08.06.2005 - 5 Situation der älteren Migranten- mündlicher Ber...
Grunddaten
- TOP:
- Ö 5
- Sitzung:
-
Sitzung des Sozialausschusses
- Datum:
- Mi., 08.06.2005
- Status:
- gemischt (Niederschrift genehmigt)
- Uhrzeit:
- 16:00
- Anlass:
- normale Sitzung
Wortprotokoll
Zusammenfassung des
Diskussionsergebnisses:
Herr Verrieth berichtet, dass die
Verwaltung 2002 durch die Politik beauftragt worden ist eine Umfrage unter
älteren Ausländern in Hagen durchzuführen, um nähere Erkenntnisse über deren
Lebens- und Bedürfnislagen zu gewinnen.
Zu diesem Zweck wurde ein Fragebogen
entwickelt nach dem ältere Migranten in Hagen zu ihrer sozialen Situation, zu
ihren Wohnsituationen, Gesundheit, Freizeitgestaltung und Lebenszielen befragt
wurden.
Dabei wurden die fünf größten
Nationalitäten Türken, Italiener, Griechen, Jugoslawn und Portugiesen befragt.

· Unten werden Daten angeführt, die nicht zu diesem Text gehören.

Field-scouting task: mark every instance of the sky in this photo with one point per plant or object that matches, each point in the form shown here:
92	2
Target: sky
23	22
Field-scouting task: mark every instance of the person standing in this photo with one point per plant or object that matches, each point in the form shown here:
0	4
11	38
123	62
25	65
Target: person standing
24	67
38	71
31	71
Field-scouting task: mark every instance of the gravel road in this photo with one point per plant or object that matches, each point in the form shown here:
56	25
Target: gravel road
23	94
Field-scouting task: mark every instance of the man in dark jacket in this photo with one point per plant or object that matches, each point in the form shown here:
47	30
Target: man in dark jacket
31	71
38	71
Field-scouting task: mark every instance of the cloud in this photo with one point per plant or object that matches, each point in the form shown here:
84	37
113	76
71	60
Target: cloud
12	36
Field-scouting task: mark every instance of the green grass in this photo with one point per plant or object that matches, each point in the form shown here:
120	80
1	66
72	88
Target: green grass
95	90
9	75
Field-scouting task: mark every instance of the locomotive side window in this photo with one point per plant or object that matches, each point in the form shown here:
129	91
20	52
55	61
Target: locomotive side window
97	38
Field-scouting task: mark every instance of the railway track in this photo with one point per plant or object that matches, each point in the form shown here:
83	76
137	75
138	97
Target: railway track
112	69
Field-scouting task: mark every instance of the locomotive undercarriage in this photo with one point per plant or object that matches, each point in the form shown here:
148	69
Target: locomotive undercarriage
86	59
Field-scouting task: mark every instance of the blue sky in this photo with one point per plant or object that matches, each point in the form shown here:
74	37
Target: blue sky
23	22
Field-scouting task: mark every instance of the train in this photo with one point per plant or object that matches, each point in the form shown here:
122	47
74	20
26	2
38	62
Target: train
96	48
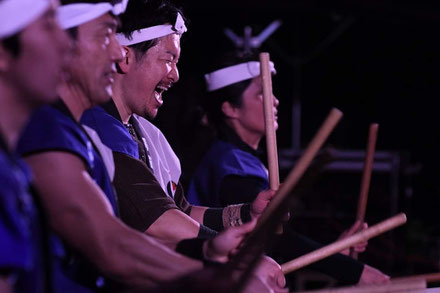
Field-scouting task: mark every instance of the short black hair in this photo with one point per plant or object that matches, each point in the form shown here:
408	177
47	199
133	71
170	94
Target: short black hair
12	44
212	103
146	13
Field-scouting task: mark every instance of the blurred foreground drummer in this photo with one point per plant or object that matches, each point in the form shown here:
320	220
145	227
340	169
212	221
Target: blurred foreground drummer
73	171
29	73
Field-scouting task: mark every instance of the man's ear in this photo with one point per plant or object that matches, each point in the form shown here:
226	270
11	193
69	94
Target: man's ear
229	110
128	60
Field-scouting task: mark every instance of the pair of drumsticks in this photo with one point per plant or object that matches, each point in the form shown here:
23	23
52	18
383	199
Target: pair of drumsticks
273	214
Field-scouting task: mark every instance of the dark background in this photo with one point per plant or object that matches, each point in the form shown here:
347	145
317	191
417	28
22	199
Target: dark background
383	67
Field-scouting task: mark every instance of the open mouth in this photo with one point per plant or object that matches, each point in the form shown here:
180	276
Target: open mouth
158	91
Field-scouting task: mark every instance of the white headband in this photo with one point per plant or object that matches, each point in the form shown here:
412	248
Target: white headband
15	15
233	74
73	15
154	32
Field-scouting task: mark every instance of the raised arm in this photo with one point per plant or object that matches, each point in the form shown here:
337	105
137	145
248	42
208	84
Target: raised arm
80	213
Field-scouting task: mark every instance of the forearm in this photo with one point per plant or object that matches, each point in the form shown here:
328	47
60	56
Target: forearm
174	226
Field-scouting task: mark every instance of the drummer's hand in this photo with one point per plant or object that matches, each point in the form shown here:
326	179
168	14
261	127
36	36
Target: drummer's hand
359	247
371	275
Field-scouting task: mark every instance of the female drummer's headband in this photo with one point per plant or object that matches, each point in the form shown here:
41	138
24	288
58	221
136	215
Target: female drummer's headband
154	32
73	15
233	74
15	15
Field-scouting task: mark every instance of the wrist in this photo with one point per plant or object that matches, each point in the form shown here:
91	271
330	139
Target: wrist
210	254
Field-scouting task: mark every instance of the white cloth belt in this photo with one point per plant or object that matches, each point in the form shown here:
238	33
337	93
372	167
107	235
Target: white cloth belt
73	15
233	74
154	32
15	15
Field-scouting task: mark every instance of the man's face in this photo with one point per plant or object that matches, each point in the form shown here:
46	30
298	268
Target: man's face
251	113
44	51
151	76
96	50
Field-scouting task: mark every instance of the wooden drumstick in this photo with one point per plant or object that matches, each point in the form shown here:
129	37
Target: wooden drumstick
366	176
302	164
429	278
342	244
255	242
269	122
412	286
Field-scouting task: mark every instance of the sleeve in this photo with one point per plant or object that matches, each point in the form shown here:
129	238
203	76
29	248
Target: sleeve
15	246
341	267
141	198
181	201
236	189
49	131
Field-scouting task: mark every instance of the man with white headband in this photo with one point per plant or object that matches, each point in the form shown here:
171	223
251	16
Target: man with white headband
147	170
232	170
73	169
29	74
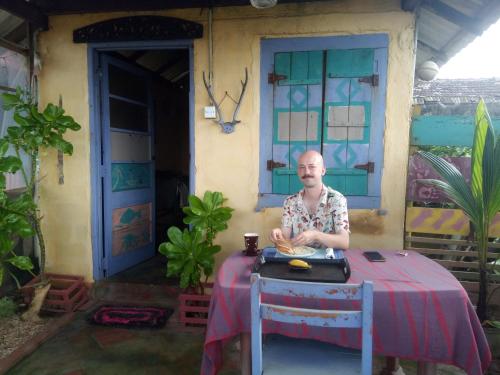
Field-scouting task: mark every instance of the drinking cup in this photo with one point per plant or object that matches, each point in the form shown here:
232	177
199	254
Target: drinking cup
251	243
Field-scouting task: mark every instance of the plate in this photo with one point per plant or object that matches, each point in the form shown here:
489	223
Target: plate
300	252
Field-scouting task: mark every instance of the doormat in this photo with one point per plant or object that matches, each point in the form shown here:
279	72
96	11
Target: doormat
130	316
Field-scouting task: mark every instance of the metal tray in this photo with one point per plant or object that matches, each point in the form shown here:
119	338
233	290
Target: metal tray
323	270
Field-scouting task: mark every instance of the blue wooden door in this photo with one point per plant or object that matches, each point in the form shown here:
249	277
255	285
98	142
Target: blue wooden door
322	100
128	166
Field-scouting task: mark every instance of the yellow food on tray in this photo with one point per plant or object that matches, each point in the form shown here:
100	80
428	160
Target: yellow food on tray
285	247
297	263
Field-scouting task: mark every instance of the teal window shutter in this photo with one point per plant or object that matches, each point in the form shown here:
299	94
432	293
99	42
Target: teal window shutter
341	133
326	94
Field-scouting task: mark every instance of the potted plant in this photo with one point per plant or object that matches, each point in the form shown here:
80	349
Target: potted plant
35	131
13	222
190	253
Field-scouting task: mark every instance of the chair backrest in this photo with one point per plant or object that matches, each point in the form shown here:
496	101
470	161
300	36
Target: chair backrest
362	318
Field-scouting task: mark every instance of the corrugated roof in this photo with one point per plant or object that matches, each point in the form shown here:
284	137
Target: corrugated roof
457	91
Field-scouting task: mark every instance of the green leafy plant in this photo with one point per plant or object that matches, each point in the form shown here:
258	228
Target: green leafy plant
191	252
14	222
481	200
8	307
34	131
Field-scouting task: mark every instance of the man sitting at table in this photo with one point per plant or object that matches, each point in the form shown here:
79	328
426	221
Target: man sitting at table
317	215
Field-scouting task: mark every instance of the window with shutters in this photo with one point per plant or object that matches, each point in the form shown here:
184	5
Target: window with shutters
325	94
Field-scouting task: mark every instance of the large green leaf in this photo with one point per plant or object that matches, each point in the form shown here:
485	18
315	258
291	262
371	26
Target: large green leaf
4	146
10	164
22	262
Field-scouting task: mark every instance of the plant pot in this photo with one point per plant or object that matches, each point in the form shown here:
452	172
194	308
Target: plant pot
193	308
67	293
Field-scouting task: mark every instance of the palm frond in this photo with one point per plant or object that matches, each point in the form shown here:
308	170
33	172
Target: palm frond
482	124
469	207
455	186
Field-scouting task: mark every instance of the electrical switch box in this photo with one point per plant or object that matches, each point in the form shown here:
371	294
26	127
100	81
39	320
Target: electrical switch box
210	112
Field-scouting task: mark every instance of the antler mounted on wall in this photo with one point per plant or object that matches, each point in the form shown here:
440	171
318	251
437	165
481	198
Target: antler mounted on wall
227	127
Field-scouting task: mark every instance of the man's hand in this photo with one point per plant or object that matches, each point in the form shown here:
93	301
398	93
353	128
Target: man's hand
276	235
305	238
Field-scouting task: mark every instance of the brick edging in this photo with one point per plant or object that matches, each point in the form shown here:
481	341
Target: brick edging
31	345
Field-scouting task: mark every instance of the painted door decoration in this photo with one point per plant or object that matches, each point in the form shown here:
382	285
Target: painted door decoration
128	166
322	101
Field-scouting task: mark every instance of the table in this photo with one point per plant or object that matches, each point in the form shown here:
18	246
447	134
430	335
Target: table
421	312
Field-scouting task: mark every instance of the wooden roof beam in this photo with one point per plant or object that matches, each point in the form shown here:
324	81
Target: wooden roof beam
438	56
26	11
454	16
92	6
410	5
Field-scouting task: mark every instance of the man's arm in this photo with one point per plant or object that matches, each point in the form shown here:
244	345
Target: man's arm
338	240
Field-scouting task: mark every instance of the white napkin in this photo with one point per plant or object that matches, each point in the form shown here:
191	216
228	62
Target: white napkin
329	253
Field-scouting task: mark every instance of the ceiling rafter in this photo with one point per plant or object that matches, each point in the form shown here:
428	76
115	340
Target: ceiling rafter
26	11
410	5
170	64
91	6
438	56
454	16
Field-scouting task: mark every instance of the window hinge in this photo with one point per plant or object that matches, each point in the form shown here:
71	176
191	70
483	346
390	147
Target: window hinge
272	78
271	164
369	167
372	80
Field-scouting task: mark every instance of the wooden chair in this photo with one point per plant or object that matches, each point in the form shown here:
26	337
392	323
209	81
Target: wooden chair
289	356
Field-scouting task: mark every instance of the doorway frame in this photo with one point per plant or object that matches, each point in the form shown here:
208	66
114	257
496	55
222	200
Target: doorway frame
96	170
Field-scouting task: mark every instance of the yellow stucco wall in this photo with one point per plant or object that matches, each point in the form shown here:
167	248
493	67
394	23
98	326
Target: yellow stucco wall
227	163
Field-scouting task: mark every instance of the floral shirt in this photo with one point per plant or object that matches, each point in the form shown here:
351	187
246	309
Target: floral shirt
331	214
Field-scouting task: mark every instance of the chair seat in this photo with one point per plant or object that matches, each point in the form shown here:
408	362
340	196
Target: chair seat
288	356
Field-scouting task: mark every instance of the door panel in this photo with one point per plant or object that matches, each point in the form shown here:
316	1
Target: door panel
128	166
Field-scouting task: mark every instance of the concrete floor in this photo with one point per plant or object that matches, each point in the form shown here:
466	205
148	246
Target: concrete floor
82	348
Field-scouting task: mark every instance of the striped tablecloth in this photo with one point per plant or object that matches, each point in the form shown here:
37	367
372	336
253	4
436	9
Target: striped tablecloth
421	312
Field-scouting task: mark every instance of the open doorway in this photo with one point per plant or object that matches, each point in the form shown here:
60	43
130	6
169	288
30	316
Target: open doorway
144	143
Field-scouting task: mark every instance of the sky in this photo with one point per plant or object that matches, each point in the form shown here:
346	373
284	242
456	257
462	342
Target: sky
480	59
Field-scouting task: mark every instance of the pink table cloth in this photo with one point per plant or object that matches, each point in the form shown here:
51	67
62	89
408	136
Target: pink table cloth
421	312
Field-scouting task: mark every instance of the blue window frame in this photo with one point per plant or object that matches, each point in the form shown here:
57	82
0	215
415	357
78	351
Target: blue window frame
324	98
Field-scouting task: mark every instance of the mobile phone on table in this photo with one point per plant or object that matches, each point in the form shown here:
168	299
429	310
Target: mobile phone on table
374	256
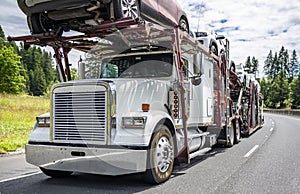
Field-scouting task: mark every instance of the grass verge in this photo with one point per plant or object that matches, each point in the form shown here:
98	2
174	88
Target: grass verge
17	117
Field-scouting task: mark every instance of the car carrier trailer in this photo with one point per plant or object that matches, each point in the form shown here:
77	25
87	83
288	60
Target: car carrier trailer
148	98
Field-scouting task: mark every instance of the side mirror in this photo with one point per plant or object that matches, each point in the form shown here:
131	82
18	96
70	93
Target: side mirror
220	37
196	80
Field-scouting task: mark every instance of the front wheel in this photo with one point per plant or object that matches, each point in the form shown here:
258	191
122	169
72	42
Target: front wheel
160	156
127	9
55	173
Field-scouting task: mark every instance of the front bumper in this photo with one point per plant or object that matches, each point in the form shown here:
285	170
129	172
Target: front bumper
105	161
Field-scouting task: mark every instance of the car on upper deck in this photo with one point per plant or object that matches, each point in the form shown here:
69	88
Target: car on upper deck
213	41
63	15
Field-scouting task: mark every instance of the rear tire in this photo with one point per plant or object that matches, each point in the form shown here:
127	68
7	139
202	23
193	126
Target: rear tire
55	173
127	9
160	160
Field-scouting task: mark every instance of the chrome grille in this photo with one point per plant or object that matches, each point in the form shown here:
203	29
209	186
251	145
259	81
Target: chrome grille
80	117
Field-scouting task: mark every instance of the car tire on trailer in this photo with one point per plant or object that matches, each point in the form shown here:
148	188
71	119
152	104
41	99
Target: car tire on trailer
56	173
213	48
127	9
160	160
183	23
36	23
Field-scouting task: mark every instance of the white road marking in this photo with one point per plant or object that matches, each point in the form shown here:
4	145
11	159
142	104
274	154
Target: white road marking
251	151
19	177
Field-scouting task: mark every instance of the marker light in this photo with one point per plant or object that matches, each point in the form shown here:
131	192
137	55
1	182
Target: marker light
145	107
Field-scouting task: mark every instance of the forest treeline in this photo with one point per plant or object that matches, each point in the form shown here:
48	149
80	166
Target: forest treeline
32	71
25	71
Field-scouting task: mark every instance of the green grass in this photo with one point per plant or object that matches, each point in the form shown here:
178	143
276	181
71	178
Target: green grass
17	117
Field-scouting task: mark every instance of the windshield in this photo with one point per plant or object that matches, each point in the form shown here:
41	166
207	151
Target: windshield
132	66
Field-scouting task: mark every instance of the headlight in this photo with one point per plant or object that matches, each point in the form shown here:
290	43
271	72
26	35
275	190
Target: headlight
43	121
134	122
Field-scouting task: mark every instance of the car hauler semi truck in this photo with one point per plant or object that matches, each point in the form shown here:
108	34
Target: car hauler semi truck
147	98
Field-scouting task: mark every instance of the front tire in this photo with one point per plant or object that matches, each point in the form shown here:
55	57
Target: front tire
55	173
127	9
160	156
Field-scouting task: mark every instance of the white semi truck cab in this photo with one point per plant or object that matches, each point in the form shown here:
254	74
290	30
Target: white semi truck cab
146	98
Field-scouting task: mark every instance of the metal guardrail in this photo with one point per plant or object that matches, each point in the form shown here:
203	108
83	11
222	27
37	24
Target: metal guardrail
284	112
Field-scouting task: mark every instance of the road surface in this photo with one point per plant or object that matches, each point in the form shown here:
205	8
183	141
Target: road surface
266	162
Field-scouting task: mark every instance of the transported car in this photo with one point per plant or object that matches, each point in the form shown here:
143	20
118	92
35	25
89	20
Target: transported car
243	75
213	41
64	15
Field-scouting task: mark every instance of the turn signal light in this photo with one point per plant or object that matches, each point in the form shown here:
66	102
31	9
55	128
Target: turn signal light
145	107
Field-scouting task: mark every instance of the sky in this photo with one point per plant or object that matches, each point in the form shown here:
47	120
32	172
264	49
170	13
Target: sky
253	27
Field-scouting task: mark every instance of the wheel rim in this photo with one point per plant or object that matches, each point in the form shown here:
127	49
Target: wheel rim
130	9
164	154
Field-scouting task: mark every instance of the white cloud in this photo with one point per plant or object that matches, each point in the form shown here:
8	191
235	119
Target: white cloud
254	27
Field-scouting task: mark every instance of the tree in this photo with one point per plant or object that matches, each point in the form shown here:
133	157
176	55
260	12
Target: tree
283	60
279	91
293	65
37	61
11	80
2	37
295	92
251	65
268	63
38	82
254	65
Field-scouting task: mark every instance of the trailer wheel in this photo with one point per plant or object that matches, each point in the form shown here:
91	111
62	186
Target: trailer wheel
237	134
55	173
127	9
160	156
230	136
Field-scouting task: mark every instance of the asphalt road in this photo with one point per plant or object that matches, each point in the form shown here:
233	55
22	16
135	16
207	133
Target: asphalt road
266	162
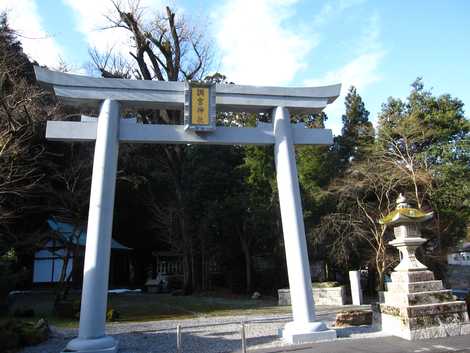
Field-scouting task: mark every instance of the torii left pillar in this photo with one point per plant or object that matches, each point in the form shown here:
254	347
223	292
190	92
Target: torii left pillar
91	334
304	327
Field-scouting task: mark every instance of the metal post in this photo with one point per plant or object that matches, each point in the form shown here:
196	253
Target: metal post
91	334
178	339
242	335
356	290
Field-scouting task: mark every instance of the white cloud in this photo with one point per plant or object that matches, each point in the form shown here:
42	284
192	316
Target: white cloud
333	8
255	45
361	71
24	18
91	20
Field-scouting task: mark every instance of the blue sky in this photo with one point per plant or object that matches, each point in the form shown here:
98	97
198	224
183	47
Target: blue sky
378	46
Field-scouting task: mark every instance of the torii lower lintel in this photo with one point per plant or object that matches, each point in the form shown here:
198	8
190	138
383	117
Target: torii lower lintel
110	130
176	134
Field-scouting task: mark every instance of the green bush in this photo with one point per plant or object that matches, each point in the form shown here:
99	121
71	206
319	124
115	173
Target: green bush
325	284
15	334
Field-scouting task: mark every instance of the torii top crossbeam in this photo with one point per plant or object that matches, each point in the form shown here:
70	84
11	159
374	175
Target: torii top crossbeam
91	91
79	90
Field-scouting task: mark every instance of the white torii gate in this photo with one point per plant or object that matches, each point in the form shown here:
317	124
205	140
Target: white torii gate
109	130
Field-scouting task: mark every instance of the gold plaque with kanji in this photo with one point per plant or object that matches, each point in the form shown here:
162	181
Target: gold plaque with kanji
199	105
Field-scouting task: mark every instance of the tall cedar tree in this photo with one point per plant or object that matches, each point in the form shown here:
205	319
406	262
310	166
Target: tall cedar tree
357	132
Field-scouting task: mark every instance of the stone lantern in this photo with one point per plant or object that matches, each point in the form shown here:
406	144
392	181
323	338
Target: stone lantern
415	305
406	222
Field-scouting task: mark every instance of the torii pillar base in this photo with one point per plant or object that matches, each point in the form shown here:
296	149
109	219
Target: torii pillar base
105	344
295	333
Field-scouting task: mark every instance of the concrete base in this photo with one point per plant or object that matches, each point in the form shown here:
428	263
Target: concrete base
105	344
394	325
294	333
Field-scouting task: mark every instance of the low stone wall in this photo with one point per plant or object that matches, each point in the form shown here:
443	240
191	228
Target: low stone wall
321	296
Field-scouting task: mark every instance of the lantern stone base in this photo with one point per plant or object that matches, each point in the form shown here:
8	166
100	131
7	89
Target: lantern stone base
105	344
415	306
295	333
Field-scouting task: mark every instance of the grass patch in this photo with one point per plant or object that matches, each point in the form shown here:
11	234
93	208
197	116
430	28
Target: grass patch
150	307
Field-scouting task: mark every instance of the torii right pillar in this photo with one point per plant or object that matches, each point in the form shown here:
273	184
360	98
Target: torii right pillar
415	305
303	328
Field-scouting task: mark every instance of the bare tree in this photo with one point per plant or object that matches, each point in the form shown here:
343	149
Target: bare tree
365	195
165	48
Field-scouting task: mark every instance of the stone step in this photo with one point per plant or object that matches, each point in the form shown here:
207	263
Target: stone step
414	287
436	309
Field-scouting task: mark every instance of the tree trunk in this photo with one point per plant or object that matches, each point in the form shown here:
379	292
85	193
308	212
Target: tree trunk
247	255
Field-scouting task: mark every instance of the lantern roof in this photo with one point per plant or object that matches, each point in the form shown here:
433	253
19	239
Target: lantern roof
404	213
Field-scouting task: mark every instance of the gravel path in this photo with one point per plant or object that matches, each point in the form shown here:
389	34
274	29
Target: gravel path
205	334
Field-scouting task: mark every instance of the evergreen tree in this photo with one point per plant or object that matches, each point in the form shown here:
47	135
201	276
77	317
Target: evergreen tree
357	132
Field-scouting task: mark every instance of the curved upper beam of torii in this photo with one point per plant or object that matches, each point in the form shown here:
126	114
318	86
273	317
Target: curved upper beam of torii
91	91
79	90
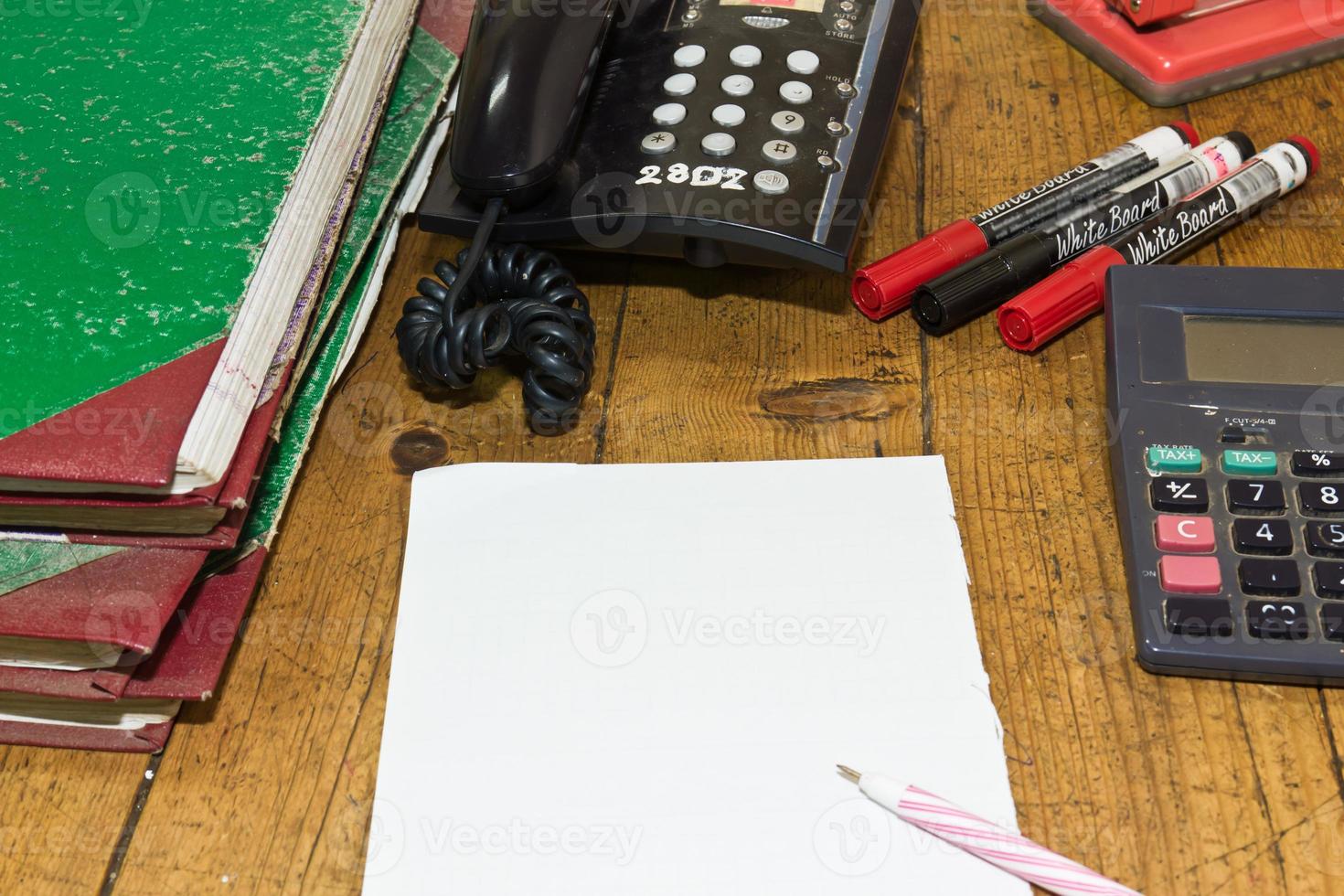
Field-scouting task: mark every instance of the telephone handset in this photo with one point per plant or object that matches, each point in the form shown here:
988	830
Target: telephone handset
523	86
718	131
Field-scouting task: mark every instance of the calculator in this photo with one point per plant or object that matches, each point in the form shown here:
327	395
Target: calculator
1226	392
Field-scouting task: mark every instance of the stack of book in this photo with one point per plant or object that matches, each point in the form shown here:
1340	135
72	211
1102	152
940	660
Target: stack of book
192	237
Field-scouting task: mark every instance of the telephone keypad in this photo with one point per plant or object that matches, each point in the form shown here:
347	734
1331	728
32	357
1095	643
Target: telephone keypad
772	69
729	114
786	123
795	93
668	114
718	144
780	151
689	55
738	85
772	183
803	62
745	57
659	143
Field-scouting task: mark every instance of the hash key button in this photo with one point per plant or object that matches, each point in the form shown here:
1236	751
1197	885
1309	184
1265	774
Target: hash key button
1270	577
1253	496
1332	621
1321	498
1329	579
1277	620
1180	495
1326	539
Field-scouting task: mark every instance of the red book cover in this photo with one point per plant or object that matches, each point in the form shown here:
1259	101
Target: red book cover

Insgesamt erfasste die Befragung 110 ältere ausländische Mitbürger.
Zur integrativen Situation der älteren
Migranten wurden in Hagen überwiegend positive Aspekte benannt, so zum Beispiel
waren die meisten bei der Beurteilung ihrer Wohnsituation positiv eingestellt.
Nur wenige der befragten Personen waren aber mit den ihnen zur Verfügung
stehenden Haushaltseinkommen zufrieden. Die überwiegende Anzahl gab an, ihren
Lebensabend in der Stadt Hagen verbringen zu wollen.
Das Ergebnis der Umfrage wurde dann in
der Sitzung des Sozialausschusses am 21.05.2003 vorgestellt, ebenso im
Ausländerbeirat/Integrationsrat, in der Arbeitsgemeinschaft der Verbände, im
Seniorenbeirat, in der Arbeitsgemeinschaft der Heimleiter, der
Arbeitsgemeinschaft der ambulanten Dienste und in der Arbeitsgemeinschaft der
Begegnungsstätten( offene Seniorenarbeit).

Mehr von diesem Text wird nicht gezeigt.